Although bariatric surgery requires a higher upfront cost and a more intensive recovery, proponents argue it offers a one-time intervention that changes physiology in ways that support durable weight loss and broader health benefits, potentially reducing long-term medical expenses compared with chronic drug therapy that requires ongoing, lifetime payments. The NYU Langone analysis underscores the durability of surgical results and highlights the real-world gap between optimal clinical trial outcomes for GLP-1 medications and their everyday performance.
The study’s authors note that the patient populations in the medication and surgery groups had different baseline health profiles—namely higher obesity and COPD rates among GLP-1 users—which the team attempted to control for with propensity score matching. While no observational study can fully eliminate all confounding, the matching approach helps create a fairer comparison by aligning key factors such as weight, age and metabolic health.
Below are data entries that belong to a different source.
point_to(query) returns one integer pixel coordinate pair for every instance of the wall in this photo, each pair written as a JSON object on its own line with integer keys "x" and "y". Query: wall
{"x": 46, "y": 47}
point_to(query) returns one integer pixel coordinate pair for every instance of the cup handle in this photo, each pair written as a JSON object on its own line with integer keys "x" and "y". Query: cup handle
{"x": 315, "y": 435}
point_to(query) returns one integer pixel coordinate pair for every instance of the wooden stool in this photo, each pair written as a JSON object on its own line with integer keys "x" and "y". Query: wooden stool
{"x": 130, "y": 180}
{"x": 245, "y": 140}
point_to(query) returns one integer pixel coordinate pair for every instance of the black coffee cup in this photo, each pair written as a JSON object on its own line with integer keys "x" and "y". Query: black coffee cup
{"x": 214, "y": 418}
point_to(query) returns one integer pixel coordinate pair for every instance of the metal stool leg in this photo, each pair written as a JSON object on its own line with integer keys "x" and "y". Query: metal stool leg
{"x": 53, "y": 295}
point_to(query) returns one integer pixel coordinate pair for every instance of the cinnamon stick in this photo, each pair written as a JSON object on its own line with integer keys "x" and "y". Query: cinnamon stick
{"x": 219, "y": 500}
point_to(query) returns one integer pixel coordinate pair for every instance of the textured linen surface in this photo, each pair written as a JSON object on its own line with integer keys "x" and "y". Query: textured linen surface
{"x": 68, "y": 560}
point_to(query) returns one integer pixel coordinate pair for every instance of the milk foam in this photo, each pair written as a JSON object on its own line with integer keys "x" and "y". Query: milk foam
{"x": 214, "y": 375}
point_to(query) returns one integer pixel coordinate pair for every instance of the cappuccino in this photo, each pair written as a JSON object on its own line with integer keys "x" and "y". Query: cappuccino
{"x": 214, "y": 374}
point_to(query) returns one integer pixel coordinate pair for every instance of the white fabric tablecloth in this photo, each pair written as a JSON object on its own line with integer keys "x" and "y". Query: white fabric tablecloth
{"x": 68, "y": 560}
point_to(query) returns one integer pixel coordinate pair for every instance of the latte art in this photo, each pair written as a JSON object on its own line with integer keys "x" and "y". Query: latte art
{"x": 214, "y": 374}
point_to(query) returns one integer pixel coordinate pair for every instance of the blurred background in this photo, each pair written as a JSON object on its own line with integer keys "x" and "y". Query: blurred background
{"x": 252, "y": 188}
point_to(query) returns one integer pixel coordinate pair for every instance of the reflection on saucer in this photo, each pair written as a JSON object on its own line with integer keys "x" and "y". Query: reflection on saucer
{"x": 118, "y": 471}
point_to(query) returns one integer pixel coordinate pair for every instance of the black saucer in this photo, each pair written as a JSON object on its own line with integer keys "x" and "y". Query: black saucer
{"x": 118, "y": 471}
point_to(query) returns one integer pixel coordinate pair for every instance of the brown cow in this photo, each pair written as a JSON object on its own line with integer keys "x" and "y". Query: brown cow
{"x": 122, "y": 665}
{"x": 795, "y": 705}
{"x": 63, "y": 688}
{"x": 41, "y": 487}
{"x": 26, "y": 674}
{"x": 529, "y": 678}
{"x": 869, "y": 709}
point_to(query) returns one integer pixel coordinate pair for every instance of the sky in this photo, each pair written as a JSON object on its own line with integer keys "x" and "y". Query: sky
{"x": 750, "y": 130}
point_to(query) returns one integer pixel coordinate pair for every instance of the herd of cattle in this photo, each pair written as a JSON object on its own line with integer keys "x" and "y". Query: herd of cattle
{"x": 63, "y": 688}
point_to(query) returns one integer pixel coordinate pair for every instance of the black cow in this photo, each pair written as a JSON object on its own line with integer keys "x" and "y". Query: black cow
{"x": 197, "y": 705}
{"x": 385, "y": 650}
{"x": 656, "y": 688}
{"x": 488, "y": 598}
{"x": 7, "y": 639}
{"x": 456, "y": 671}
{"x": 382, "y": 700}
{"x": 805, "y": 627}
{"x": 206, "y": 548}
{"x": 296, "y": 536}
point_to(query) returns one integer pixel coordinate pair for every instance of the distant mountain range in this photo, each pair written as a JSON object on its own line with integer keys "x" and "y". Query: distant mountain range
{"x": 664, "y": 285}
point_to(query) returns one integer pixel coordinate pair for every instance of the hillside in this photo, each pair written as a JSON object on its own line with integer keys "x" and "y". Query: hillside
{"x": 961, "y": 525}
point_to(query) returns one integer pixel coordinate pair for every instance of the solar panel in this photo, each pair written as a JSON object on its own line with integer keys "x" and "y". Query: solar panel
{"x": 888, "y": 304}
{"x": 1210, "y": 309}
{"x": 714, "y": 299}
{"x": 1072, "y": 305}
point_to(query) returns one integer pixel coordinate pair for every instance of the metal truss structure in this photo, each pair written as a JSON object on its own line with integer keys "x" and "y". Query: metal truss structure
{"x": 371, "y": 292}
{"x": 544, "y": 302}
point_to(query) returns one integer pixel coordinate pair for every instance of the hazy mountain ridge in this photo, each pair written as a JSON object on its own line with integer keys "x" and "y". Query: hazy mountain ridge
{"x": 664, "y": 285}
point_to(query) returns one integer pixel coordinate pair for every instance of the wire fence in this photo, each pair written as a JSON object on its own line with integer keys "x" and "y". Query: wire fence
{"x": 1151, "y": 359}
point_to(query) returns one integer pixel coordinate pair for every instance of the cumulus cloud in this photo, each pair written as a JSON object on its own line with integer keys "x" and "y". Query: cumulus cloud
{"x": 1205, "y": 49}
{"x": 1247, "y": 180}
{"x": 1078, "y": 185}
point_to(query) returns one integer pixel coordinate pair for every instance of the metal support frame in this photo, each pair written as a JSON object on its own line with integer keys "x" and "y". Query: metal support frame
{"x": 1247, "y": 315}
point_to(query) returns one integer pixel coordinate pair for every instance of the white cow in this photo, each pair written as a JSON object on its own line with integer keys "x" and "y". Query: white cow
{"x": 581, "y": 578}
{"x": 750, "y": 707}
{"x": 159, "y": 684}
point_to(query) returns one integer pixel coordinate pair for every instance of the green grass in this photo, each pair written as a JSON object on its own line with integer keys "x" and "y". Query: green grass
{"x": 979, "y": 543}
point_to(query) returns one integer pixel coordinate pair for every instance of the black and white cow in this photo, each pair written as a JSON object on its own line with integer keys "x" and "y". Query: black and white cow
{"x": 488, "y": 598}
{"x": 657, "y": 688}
For patients weighing options, the researchers say the choice between a drug-based approach and surgery should consider not only potential weight loss but also the durability of results, the likelihood of adherence, cost considerations, potential side effects, and the patient’s overall health profile. In particular, physicians and patients should discuss whether a staged approach—using GLP-1 therapy to achieve initial weight loss and then pursuing metabolic surgery for long-term maintenance—might be appropriate on a case-by-case basis.
The NYU Langone study is part of a broader push to understand how best to treat obesity, a condition linked to elevated risk for diabetes, cardiovascular disease and other health problems. It also contributes to ongoing policy discussions about access to bariatric surgery and coverage decisions by insurers and public health programs. As researchers continue to analyze longer-term outcomes, the findings suggest that, for many patients, surgery may offer a more reliable route to substantial and sustained weight loss than injections that require lifelong, ongoing use.